EM TERRA DE CEGO QUEM TEM UM OLHO É REI
Eu jogava muito, às vezes começava pela manhã e ia até à tardinha. Mas nunca fui um craque. Tive dias de craque. Alguns. Eu era um jogador, ponta esquerda, de desempenho irregular. Dependia muito de quem me marcasse. Se alguém me visse só uma partida não tinha ideia do que eu era capaz, tanto de bom como de ruim. Foi num dia bom que um olheiro me olhou, coitado. Nesse dia eu arrebentei. Tirei o atraso de não sei quantas partidas ruins. Peguei um Mané de lateral direito. Eu ia prá cá e ele prá lá. Eu pisava na bola e o cara ia simbora sem bola. Dei-lhe caneta, lençol, drible da vaca, elástico, lambretinha, pedalei, entortei o cara, fiz o escambau. E o olheiro olhando tudo. Ao final da partida o sujeito olheiro, óbvio, contratou-me para jogar uma partida de futebol de salão. Seria uma final de um torneio muito importante – pra ele.
Eu fui.
Dezesseis anos, um metro e setenta e dois, setenta quilos, moreno, canhoto, cabelo Black Power, cocha grossa e muita ginga. Quem me visse diria que era uma “promessa”. Mas tinha que ver num raro dia bom. Assim fui para a quadra do Grêmio dos Ferroviários disputar a final do torneio importante – pro cartola que me contratou. O outro time era formado por jogadores profissionais do Ferroviário Atlético Clube, o famoso Ferrim, hoje Ferrão. Depois fiquei sabendo que esses caras promoviam os torneios sistematicamente. Sempre ofertando a mesma taça. Como eles continuamente ganhavam, ficavam com toda a grana das inscrições. Lembro que estavam em quadra Lúcio Sabiá, Arimateia e o Grilo. Tirando o Arimateia, os outros dois não sabiam jogar futebol, sabiam dar pancada. O Lúcio Sabiá era capaz de entrar de chapa no joelho do pé de apoio da Hebe Camargo. O Grilo daria um carrinho frontal, com os dois pés, na Maria da Penha, jogando a “pobi”, com cadeira de rodas e tudo, no segundo andar das arquibancadas. O Grilo começou como geleiro do Ferrim. Geleiro era aquele garoto que corria com a bolsa de gelo quando o massagista entrava no campo. Um dia de treino faltou o lateral esquerdo e colocaram o Grilo pra jogar. Ele bateu, no ponta direita, no ponta esquerda, no centroavante, no juiz, no bandeirinha, no goleiro, na torcida, amassou a trave, mordeu o treinador, fez um buraco no alambrado, arrebentou o banco de reservas, rasgou as redes, comeu a grama e no final do dia seguinte conseguiram convencê-lo que o treino tinha acabado.

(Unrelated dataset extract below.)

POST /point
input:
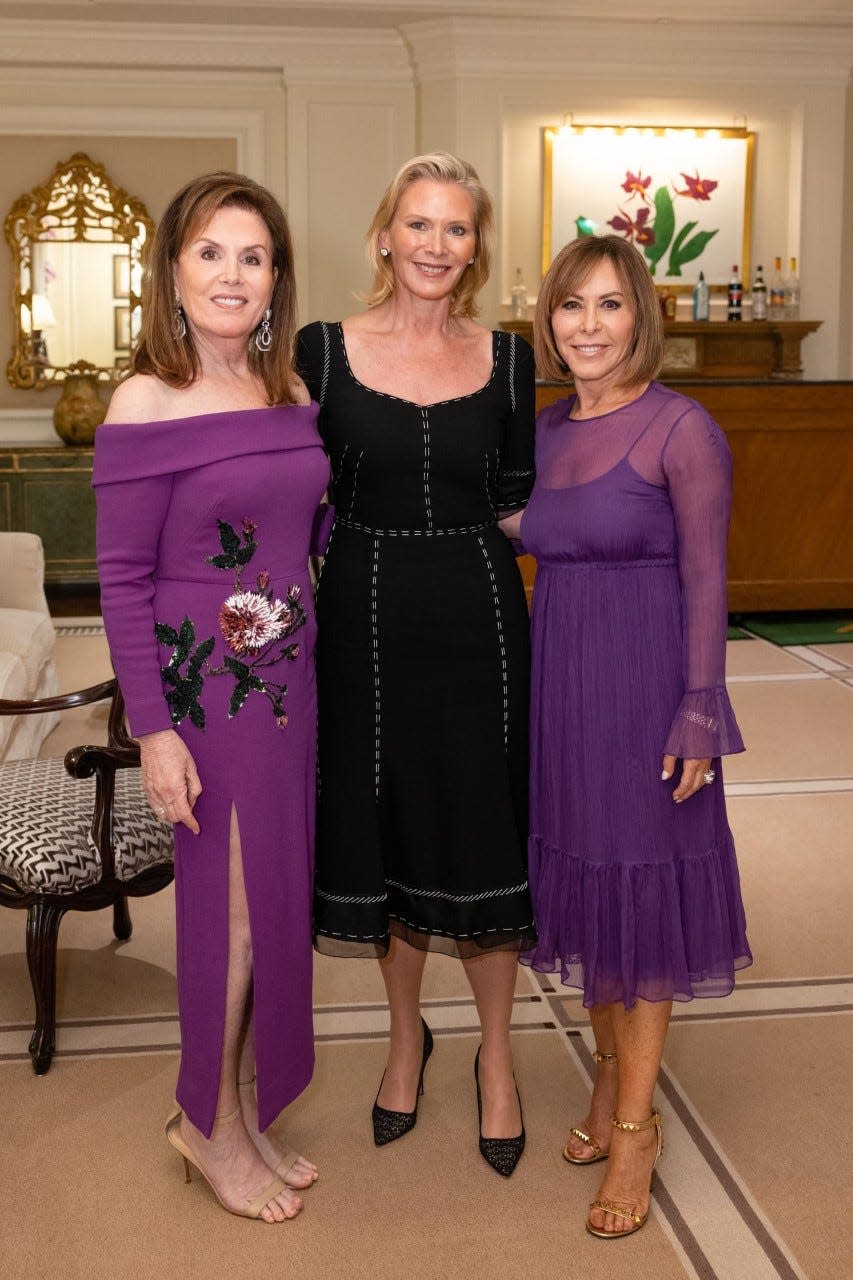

- Entra ai, disse finalmente o treinador para mim.
Desesperado.
Não tinha palavra melhor para descrever meu estado naquele momento. As arquibancadas ao redor da quadra estavam lotadas de estudantes. O placar apontava dez a um para o time da casa. Os “cavalos-batizados” do Ferrim batiam pra valer. Tome vaia no meu time. Eu tinha pedido a camisa número seis, e me deram a VI. Os números eram em algarismos romanos, nunca tinha visto isso. Eu entrei com a camisa escrito VI atrás. Dez a um pro time da casa. Quadra lotada. Tome vaia. Inspirados no VI da minha camisa a torcida foi ao delírio. Nunca ouvi tantas ofensas e tantos gritos e tantas gargalhadas. “Vai garoto e te consagra” falou o fi de quenga do treinador me empurrando pra entrar na quadra. Gritos e vaias. Passaram a bola pra mim. Eu fiquei olhando pra torcida. Girei o corpo filmando de uma trave a outra. Ou foi o mundo girou? A bola passou entre minhas pernas grossas. E eu catatônico, boca aberta, olhos esbulhados, coração taquicárdico. E tome vaia, palavrões, impropérios e ofensas.
Gostaria de contar como terminou essa história, mas há um hiato na minha memória entre esse ultimo instante na quadra e o hospital.